Sense and Sensibility (1995) dir. by Ang Lee

Shout out to Jane Austen. She really knows how to write a story. Her novels have made so many great screen adaptations. Don’t even get me started on Pride and Prejudice with Colin Firth and Jennifer Ehle. Emma Thompson wrote the screenplay for Sense and Sensibility. She also plays Elinor Dashwood, the sensible sister to Kate Winslet’s Marianne Dashwood, who is a compulsive romantic. These sisters have their trouble with money and love, but don’t worry, it all turns out for the best in the end. As well as the social commentary, the frocks and bonnets and English countryside, there are many things to love about this film. The acting is great and it’s directed by two-time Oscar winner, Ang Lee. If you’re shy of period films this one is bound to make you fall in love.

Titanic (1997) | dir. by James Cameron

Written by James Cameron and starring Leonardo DiCaprio and Kate Winslet, Titanic is a story of star-crossed lovers. Not surprisingly, it ends badly. Not only does a giant iceberg ruin their date but also one of the lovers freezes to death. This was a massive film. It cost a bunch, made a bunch more, won a whole throng of awards including eleven Academy Awards and made James Cameron the self-proclaimed king of the world. It started the craze of standing at the front of a boat with your arms out saying ‘I’m flying’. It’s beautiful, stylish, romantic and action packed. Kate and Leo have great chemistry but this epic is epic. Running at 194 minutes, you’ll definitely need to pack some snacks.

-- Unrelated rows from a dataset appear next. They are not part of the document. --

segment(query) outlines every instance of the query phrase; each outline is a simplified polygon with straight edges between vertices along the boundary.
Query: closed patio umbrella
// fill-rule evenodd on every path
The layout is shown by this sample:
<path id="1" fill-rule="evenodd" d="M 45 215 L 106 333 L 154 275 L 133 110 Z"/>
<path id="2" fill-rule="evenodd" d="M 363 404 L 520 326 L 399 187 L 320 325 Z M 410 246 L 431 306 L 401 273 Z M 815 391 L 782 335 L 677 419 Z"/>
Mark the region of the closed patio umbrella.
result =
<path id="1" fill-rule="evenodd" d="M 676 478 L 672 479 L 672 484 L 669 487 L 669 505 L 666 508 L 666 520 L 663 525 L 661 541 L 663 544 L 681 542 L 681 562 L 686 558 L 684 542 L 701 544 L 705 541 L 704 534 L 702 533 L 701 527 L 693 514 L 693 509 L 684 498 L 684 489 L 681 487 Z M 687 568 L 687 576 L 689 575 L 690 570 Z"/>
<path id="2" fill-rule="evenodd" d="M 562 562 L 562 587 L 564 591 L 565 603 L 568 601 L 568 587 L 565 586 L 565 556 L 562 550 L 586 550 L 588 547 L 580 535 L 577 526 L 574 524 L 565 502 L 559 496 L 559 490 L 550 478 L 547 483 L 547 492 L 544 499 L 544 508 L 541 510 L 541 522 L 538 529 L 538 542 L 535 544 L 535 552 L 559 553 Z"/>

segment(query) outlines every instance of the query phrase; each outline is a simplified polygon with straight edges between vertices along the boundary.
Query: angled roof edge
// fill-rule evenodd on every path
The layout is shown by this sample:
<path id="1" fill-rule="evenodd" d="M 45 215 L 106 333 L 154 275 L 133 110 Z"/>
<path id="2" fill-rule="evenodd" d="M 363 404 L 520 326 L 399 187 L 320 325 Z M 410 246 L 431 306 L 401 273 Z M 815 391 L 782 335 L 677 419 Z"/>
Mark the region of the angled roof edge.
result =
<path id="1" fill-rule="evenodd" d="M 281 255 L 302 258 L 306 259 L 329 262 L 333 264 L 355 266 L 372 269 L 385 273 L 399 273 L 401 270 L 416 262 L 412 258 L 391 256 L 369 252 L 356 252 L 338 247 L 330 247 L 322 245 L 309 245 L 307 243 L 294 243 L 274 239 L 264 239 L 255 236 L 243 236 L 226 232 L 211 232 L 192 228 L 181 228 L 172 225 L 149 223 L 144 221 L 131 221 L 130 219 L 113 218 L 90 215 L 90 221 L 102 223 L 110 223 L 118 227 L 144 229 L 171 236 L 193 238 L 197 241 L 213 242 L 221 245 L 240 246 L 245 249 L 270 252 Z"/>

Gladiator (2000) | dir. by Ridley Scott

Gladiator is a testosterone-fuelled period piece with most of the frocks and bonnets worn by dudes. Taking us all the way back to ancient Rome, a man vows to get revenge for the murder of his wife and child. Russell Crowe stars as the Gladiator and he kicks some serious ass. This is a huge movie which won five Oscars including best picture – though Ridley Scott missed out on Best Director. This is an epic movie about power, revenge and justice. There are stunning action sequences and a cast of thousands, which includes tigers. If you like swords, horses and blood then this might be the period drama to get your juices flowing.

Marie Antoinette (2006) | dir. by Sofia Coppola

Both written and directed by Sofia Coppola, Marie Antoinette stars Kirsten Dunst and Jason Schwartzman. It’s a colourful portrayal of the French Queen’s rise to power with an awesome soundtrack. And I mean literally colourful. The costumes are stunning. They’re lavish and bold and hot pink and purple. Pretty spectacular. And Milena Canonero won the Academy Award for her design. Sofia Coppola adds a modern twist to this historic tale making it fun, youthful and fresh. Marie Antoinette a kind of retro-Kardashian. She becomes lost in money and power and indulges her every urge while people starve. This film is a visual feast. It’s alive and sexy and probably the only period film that features songs by The Strokes, Adam and the Ants and New Order.

Jane Eyre (2011) | dir. by Cary Fukunaga

‘Jane Eyre’ is one of my favourite books. And this is by far my favourite screen adaption. Yes, I’ve seen them all. The screenplay adaption by Moira Buffini is so succinct yet still encapsulates all the most important moments. In the book, Jane and Rochester are described as ‘plain’. But surely they’re hot in everyone’s minds? That’s why it was so great when Mia Wasikowska and Michael Fassbender were cast. Sure, they’re excellent actors. But they’re also easy to look at. The whole design of this film is cool, too. It’s period without the frills. There’s frayed lace and fingerless gloves. Cary Fukunaga, who directed the first season of True Detective, is at the helm of this film. Going in with high expectations, I loved Jane Eyre. And if she were alive, I’m sure Charlotte Bronte would dig it, too.